I had a friend who did the master cleanse and reported good results. It always freaked me out a bit and I was very scared to contemplate the possibilities. Quite impressive.
One Chan perspective is that the Buddha became enlightened after he quit fasting as an approach. Neither running toward or running from pleasure is the path, the middle way is to run in neither direction.
The Chan fellow's name is Rev. Heng Sure and he reports an unsuccessful 18 day fast. He also has a cool blog that has some good photography.
That brings up the question, do we follow what the Buddha did after he became enlightened, from our unenlightened perspective, or do we do the same things he did on the path to enlightenment.
Another aspect is the Dhutangas a set of monastic guidelines that involve not eating after noon, daily fasting. I'm thinking about trying not to eat between solar noon (12:52p) to sunrise (544a) tomorrow. I'll report in if I follow through.
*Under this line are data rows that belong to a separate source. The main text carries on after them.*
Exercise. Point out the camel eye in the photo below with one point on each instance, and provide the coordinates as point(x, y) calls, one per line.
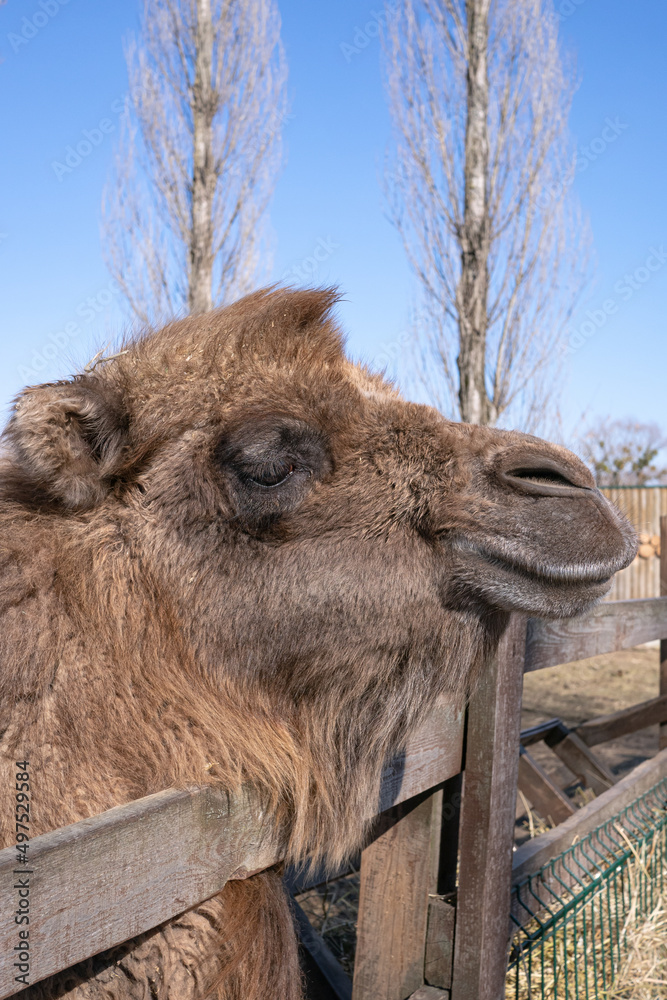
point(272, 475)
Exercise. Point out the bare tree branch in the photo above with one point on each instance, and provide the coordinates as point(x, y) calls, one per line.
point(184, 211)
point(479, 186)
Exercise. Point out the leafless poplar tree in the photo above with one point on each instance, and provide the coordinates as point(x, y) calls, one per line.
point(479, 187)
point(199, 151)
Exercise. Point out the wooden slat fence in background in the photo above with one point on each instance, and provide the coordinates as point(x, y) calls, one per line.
point(643, 506)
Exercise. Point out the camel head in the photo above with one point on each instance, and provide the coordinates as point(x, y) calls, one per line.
point(296, 509)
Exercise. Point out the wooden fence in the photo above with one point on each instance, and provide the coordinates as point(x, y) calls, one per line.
point(423, 932)
point(644, 506)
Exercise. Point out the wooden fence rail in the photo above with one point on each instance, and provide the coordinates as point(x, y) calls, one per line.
point(107, 879)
Bhante Dhammika has an interesting blog as well, and he has a post on fasting.
I listened to a talk by people who walked out of their home without money, food or a phone for 2 days. The three people discuss their different experiences of going forth. They begged and got to eat. The copper moved them along, begging being illegal in Birmingham. They slept on cement one night and then in the park the second night. It seemed like a cool friendship activity, they learned who were the best beggars and confronted many fears.
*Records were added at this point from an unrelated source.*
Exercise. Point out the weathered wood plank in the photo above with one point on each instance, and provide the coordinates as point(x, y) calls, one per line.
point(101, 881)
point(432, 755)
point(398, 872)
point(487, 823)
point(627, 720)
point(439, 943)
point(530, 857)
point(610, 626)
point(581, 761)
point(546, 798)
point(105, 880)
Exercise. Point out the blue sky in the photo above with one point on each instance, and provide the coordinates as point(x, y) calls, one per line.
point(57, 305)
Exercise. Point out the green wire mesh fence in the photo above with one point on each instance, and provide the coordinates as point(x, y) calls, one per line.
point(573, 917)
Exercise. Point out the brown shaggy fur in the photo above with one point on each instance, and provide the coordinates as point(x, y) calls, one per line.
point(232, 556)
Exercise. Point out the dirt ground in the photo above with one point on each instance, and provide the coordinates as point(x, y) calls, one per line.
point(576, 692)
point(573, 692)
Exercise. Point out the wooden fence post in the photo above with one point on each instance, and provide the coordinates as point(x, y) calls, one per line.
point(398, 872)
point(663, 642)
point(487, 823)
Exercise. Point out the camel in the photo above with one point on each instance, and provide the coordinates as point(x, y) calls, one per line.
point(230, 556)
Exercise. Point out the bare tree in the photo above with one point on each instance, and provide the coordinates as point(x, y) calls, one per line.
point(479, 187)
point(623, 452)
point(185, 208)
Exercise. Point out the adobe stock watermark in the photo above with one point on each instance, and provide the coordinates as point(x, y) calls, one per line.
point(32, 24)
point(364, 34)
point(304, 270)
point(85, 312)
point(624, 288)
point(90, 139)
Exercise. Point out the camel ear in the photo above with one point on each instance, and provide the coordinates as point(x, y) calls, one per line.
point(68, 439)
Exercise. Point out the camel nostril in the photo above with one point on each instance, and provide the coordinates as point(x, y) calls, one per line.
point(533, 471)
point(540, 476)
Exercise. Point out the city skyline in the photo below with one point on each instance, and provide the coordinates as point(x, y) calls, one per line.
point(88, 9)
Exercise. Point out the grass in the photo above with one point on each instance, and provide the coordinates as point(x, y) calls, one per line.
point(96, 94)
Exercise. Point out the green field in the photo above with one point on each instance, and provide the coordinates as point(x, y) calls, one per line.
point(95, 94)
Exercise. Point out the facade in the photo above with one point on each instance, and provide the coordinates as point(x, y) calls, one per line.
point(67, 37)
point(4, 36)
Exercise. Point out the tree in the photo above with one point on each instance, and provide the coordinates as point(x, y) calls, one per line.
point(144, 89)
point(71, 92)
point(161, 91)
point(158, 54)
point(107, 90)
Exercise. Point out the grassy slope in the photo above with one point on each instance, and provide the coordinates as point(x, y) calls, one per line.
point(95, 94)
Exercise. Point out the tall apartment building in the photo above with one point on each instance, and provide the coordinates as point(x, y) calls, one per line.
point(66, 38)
For me the thought is that like running a marathon or challenging fears by bungee jumping or skydiving, you test your limits and build the confidence needed to push hard for the spiritual life.
In the end, I think veganism is a kind of fasting from the flesh and products of animals, that eliminates many options that the society in the USA like. Not eating after solar noon would also be a perhaps the second best practice. And fasting could also be a confidence-building and healthy thing to do, in the conventional sense where you fast for days without eating.